Saudi arrests 11 princes over anti-austerity protest: media

Saudi authorities have arrested 11 princes who protested against the kingdom's austerity measures and who could face trial, a news website close to the government reported today.

Published: 06th January 2018 09:43 PM  |   Last Updated: 06th January 2018 09:54 PM   |  A+A-

By PTI

RIYADH: Saudi authorities have arrested 11 princes who protested against the kingdom's austerity measures and who could face trial, a news website close to the government reported today.

Sabq said the princes, who were not named, were protesting at a historical Riyadh royal palace, Qasr al-Hokm, against a government's decision to stop paying the water and electricity bills of royals.

They were also demanding "financial compensation" after one of their cousins had been sentenced for an unspecified crime.

The princes have transferred to the high-security Ha'ir prison in the capital "ahead of their trial", Sabq said, citing unnamed sources.

It said the princes "were informed of the error of their demands but they refused to leave Qasr al-Hokm", prompting the royal guards to intervene and arrest them.

Saudi officials contacted by AFP Saturday were not immediately reachable for comment.

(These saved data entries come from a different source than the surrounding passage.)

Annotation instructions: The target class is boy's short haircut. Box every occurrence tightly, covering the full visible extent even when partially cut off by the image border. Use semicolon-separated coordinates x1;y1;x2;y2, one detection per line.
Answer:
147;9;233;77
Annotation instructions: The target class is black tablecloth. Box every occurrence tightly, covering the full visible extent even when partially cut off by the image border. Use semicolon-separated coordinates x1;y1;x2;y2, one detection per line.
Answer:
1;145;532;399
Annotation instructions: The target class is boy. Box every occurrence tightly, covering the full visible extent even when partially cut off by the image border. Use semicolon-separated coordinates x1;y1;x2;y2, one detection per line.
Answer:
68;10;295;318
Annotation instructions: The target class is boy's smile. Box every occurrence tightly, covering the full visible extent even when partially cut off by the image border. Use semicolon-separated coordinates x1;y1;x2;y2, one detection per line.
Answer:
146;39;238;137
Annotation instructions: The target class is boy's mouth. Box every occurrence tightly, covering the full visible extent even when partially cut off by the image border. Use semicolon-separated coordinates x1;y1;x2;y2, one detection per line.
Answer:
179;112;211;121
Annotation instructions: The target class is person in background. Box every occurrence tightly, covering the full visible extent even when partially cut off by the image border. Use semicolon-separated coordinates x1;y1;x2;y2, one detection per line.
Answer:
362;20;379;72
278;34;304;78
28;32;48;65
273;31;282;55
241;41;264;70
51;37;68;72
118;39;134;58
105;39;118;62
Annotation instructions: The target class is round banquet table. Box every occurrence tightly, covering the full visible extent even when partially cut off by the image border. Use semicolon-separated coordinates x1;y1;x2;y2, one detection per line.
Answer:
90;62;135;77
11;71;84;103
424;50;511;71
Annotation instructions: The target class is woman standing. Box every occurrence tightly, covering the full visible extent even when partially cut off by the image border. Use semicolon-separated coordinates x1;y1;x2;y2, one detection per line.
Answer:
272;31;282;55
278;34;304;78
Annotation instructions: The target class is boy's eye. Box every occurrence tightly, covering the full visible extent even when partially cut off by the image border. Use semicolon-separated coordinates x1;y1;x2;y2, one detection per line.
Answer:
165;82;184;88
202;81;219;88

Saudi Arabia has introduced a string of austerity measures over the past two years to boost revenues and cut spending as the global slump in oil prices led to ballooning budget deficits.

The kingdom's push to diversify its oil-dependent economy has been linked to the arrest of more than 200 princes in November in an anti-corruption purge spearheaded by powerful Crown Prince Mohammed bin Salman, the king's son and heir to the throne.

Most of those detained were held at the palatial Ritz- Carlton hotel in Riyadh, which has turned into a luxury prison.

King Salman on Saturday announced a boost in stipends and tax relief for Saudi citizens, particularly those employed in the military or public sector.

The International Labour Organization estimates that unemployment among Saudis aged 15 to 25 stood at 36.2 percent last year.